None of this security context should have been a surprise. As then cabinet secretary Sir Gus O’Donnell had earlier found, Fox had done similar; his report into the Fox-Werrity affair concluded: “The disclosure outside the Ministry of Defence of details about future visits overseas posed a degree of security risk not only to Dr Fox, but also to the accompanying official party.”

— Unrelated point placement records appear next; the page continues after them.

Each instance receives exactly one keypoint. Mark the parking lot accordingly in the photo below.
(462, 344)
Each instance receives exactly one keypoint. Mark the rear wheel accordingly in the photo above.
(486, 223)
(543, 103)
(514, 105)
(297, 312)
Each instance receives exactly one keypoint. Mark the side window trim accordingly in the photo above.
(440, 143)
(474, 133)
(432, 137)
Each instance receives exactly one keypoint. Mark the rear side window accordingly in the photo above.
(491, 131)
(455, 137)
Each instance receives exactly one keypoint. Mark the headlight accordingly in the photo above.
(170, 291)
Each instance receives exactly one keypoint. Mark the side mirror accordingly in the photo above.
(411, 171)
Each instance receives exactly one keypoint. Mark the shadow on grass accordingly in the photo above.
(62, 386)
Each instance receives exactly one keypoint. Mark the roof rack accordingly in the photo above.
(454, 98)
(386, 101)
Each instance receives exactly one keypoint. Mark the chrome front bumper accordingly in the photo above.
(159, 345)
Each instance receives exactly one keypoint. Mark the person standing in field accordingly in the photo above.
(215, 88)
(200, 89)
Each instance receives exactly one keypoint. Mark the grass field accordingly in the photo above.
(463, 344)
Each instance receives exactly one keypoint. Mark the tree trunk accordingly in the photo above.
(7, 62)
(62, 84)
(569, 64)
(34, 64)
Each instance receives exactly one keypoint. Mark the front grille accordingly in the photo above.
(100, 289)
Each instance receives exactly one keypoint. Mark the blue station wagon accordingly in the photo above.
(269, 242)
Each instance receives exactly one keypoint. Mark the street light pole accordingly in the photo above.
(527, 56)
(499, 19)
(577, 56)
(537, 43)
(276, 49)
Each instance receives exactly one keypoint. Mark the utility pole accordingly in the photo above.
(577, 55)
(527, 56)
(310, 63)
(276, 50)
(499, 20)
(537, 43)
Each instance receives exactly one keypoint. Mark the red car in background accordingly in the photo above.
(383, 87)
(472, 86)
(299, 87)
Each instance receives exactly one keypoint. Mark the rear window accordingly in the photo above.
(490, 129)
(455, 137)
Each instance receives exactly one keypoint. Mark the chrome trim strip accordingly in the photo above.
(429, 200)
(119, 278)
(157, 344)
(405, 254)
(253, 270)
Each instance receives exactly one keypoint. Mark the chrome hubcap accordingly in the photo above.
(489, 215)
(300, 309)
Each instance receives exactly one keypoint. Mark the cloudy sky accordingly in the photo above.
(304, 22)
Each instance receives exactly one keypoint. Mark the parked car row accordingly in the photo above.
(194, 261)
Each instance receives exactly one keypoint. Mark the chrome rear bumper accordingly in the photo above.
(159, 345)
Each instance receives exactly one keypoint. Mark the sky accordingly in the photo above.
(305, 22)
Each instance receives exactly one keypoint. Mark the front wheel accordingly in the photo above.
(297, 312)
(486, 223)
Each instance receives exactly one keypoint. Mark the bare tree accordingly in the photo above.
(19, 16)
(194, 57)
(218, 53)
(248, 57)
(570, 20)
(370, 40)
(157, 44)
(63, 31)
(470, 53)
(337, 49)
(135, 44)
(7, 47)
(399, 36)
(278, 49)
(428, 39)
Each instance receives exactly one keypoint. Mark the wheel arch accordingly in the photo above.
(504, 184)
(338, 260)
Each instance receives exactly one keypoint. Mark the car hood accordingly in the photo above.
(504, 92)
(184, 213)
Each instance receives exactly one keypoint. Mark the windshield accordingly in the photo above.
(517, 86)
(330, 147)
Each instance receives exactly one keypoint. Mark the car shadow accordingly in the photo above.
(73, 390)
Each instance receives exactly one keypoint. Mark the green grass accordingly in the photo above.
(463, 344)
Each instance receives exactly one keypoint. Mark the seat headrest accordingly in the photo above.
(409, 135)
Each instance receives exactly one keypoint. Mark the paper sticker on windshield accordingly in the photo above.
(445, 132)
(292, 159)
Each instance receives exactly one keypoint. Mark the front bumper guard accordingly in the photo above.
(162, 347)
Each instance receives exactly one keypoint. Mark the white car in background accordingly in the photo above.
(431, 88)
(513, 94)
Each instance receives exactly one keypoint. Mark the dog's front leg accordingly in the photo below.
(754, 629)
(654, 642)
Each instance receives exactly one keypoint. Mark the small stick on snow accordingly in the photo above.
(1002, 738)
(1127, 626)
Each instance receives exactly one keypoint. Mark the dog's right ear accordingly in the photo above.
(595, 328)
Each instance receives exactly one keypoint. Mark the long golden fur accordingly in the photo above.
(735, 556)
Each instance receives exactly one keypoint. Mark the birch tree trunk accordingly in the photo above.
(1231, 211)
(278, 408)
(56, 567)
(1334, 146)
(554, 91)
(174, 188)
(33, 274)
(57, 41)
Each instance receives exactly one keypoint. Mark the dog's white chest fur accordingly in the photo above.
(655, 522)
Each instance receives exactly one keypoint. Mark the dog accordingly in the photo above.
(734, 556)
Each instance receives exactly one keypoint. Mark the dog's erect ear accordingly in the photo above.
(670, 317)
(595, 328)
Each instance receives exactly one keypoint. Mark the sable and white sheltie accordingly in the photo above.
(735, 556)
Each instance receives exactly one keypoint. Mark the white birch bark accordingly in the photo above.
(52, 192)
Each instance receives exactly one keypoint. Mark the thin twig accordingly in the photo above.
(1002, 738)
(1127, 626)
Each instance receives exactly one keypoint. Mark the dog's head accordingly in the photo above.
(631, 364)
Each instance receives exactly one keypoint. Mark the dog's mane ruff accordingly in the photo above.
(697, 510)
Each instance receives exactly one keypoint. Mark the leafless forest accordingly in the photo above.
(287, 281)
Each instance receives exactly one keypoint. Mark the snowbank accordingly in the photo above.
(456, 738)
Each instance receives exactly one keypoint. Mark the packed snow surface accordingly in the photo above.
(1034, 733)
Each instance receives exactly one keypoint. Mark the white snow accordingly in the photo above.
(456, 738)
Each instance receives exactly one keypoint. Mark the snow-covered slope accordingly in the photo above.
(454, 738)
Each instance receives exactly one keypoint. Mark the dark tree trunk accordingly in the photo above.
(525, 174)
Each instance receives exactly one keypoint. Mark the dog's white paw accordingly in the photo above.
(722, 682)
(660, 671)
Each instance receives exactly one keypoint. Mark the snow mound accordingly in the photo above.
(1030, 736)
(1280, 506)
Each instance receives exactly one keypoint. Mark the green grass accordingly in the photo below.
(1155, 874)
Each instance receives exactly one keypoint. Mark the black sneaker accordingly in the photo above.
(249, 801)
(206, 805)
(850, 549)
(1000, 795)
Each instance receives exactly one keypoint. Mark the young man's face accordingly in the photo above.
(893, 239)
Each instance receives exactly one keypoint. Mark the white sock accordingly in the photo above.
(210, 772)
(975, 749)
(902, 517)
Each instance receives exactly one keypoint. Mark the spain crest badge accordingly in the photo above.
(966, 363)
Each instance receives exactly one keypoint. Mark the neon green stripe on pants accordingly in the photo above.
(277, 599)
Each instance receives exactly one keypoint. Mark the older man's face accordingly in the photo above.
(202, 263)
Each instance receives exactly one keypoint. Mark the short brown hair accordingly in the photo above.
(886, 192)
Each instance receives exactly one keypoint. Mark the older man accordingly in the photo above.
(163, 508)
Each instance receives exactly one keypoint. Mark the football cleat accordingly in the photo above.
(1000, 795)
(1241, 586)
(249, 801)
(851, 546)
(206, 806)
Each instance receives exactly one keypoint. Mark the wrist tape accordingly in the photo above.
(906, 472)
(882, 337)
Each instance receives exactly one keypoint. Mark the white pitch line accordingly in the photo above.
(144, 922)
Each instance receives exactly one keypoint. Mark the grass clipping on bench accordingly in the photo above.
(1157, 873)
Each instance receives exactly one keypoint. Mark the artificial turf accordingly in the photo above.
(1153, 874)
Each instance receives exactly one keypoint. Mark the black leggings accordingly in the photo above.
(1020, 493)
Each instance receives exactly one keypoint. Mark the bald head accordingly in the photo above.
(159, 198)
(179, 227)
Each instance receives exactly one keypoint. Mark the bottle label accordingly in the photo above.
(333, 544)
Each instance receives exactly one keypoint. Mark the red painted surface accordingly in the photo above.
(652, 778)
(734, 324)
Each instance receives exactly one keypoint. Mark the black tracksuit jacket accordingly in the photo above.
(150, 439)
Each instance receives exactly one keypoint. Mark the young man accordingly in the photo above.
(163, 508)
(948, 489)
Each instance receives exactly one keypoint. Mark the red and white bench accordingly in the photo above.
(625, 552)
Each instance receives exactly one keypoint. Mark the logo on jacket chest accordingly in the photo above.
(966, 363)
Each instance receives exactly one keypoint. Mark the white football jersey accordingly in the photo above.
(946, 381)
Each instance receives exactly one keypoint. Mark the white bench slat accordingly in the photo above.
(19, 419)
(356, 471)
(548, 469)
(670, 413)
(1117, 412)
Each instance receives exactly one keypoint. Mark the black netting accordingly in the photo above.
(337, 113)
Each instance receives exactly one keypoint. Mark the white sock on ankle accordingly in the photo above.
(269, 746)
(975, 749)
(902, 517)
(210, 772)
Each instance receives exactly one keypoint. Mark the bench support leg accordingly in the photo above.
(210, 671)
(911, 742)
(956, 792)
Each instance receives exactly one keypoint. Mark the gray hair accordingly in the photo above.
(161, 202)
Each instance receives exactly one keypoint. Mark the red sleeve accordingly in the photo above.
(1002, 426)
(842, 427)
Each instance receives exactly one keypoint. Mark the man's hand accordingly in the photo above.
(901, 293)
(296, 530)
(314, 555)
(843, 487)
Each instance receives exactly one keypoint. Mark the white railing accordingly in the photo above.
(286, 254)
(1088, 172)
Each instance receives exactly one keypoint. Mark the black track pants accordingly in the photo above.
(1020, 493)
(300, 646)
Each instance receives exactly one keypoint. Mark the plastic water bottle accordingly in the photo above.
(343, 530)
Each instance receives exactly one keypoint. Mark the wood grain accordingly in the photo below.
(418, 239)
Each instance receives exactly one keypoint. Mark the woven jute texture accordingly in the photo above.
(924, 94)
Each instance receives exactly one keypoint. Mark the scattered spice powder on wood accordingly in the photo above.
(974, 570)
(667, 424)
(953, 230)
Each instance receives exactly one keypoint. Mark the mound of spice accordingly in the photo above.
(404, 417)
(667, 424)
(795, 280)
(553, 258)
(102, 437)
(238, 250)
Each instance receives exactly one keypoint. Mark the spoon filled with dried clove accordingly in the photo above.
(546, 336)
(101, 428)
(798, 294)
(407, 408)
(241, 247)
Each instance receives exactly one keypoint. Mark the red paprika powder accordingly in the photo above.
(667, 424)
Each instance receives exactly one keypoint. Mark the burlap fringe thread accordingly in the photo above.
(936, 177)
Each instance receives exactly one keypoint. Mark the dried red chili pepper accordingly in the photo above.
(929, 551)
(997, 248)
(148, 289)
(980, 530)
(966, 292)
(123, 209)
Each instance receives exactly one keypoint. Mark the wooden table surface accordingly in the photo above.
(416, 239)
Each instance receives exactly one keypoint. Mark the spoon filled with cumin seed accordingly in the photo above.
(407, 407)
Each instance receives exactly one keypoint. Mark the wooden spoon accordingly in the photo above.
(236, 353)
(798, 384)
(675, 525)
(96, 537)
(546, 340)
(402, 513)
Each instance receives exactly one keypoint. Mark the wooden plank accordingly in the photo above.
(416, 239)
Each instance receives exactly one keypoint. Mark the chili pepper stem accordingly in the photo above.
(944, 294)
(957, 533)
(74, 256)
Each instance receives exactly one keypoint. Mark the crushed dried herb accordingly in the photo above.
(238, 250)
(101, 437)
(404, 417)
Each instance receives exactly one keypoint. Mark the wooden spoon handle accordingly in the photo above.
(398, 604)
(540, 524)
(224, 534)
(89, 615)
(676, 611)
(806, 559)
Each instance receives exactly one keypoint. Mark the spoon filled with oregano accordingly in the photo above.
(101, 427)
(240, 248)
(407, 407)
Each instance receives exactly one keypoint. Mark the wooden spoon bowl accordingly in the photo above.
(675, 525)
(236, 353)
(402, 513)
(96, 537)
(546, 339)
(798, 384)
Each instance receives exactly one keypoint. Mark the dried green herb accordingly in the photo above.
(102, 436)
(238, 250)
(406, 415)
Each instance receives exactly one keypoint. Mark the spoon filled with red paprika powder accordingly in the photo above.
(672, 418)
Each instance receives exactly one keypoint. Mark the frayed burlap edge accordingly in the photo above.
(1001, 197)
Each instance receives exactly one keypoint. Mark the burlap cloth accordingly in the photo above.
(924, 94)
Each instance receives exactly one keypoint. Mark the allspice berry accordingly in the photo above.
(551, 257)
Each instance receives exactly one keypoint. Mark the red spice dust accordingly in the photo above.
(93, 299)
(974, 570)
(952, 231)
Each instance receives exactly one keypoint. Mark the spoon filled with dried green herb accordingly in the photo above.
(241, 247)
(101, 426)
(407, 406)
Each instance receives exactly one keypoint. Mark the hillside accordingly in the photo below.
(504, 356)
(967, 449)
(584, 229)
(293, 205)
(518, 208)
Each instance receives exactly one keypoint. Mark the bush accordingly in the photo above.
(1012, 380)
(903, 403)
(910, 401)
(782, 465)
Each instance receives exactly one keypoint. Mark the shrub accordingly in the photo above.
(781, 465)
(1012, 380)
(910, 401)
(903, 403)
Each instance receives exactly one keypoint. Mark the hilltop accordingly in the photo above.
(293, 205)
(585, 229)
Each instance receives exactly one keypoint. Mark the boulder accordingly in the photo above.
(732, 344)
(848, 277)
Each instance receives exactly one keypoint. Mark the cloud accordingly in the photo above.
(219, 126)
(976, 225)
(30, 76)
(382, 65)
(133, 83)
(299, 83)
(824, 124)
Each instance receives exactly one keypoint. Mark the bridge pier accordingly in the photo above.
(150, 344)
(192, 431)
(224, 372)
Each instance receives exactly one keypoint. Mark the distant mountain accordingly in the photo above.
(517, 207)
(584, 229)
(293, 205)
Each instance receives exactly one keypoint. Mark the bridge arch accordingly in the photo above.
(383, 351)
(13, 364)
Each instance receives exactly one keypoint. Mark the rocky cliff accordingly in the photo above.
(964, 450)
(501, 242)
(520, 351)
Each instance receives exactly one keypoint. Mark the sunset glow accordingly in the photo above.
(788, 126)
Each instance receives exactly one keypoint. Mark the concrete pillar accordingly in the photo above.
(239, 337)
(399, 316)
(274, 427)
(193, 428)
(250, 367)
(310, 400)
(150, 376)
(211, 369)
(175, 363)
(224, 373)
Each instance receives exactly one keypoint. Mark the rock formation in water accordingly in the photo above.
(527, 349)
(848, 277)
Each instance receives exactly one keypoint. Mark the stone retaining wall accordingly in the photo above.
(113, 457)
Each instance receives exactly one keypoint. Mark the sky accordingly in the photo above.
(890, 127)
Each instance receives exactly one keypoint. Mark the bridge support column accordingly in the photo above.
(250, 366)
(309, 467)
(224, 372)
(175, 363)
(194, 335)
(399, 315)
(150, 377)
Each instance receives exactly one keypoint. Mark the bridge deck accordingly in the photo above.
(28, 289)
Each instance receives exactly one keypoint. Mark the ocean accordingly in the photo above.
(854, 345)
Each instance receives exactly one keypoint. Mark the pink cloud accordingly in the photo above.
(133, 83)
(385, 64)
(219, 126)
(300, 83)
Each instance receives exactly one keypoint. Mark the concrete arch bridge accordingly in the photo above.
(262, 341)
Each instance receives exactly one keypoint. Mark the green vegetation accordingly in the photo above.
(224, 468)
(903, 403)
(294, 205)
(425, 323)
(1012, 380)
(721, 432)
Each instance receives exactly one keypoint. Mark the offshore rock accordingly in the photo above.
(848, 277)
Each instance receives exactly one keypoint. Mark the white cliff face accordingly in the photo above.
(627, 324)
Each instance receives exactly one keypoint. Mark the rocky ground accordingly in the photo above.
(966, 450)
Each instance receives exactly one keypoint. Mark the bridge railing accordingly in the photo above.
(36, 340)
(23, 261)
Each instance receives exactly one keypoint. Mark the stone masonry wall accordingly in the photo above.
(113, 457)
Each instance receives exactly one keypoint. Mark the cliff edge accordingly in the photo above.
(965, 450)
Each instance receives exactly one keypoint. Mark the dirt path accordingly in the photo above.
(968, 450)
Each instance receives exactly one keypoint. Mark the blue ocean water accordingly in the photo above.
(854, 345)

The timing of her visit was also tactless. It is broadly clear that Theresa May and the Foreign Office have managed to bungle the anniversary of the Balfour Declaration completely. They did this by managing to offend just as many British Muslims as British Jews (or those that still show an interest in the conflict), and just as many pro-Palestinians and pro-Israelis. Enter the clumsy Patel, whose skillset as a media provocateur makes for entertaining Sunday newspapers but less so diplomatic finesse.
She does have form on these kinds of jaunts. One lesser known role she has played in the Conservative Party is acting as a bridge between Narinder Modi in India and first David Cameron and then Theresa May, both of whom have been keen to hoover up the Hindu vote (often at the expense of Muslims).
Perhaps Patel has seen an opportunity in the indelicate way the Balfour Declaration has been handled by the present government, to politicise the event to her advantage. Her travelling with a political lobbyist for the pro-Israel camp suggests she understands the value of having powerful lobbyists like Conservative Friends of Israel behind her career. There is no doubt she also has her eye on the full premiership of the Conservative party – although this now looks increasingly unlikely, and CFI may be embarrassed to have associated with her. There is equally no doubt many prominent pro-Israel voices in Britain were irritated by the way the Tories refused to give full-throated backing to the celebrations.
Regardless of the vulgar nature of religious politics in Britain today (and it should always be stressed that “Jewish votes” are not equal to “pro-Israel votes”, even if some on the pro-Palestinian side don’t appreciate this, to the benefit of the pro-Israel lobby), the Patel affair should have never happened. It is no surprise it has. The Fox-Werrity scandal had no meaningful consequences for Fox – he was able to bid for the leadership himself and now enjoys one of the top jobs in Cabinet. Parties teaching their ministers, Conservative or Labour, that foreign policy conventions aren’t just diplomatic niceties, but matters of national security, is key.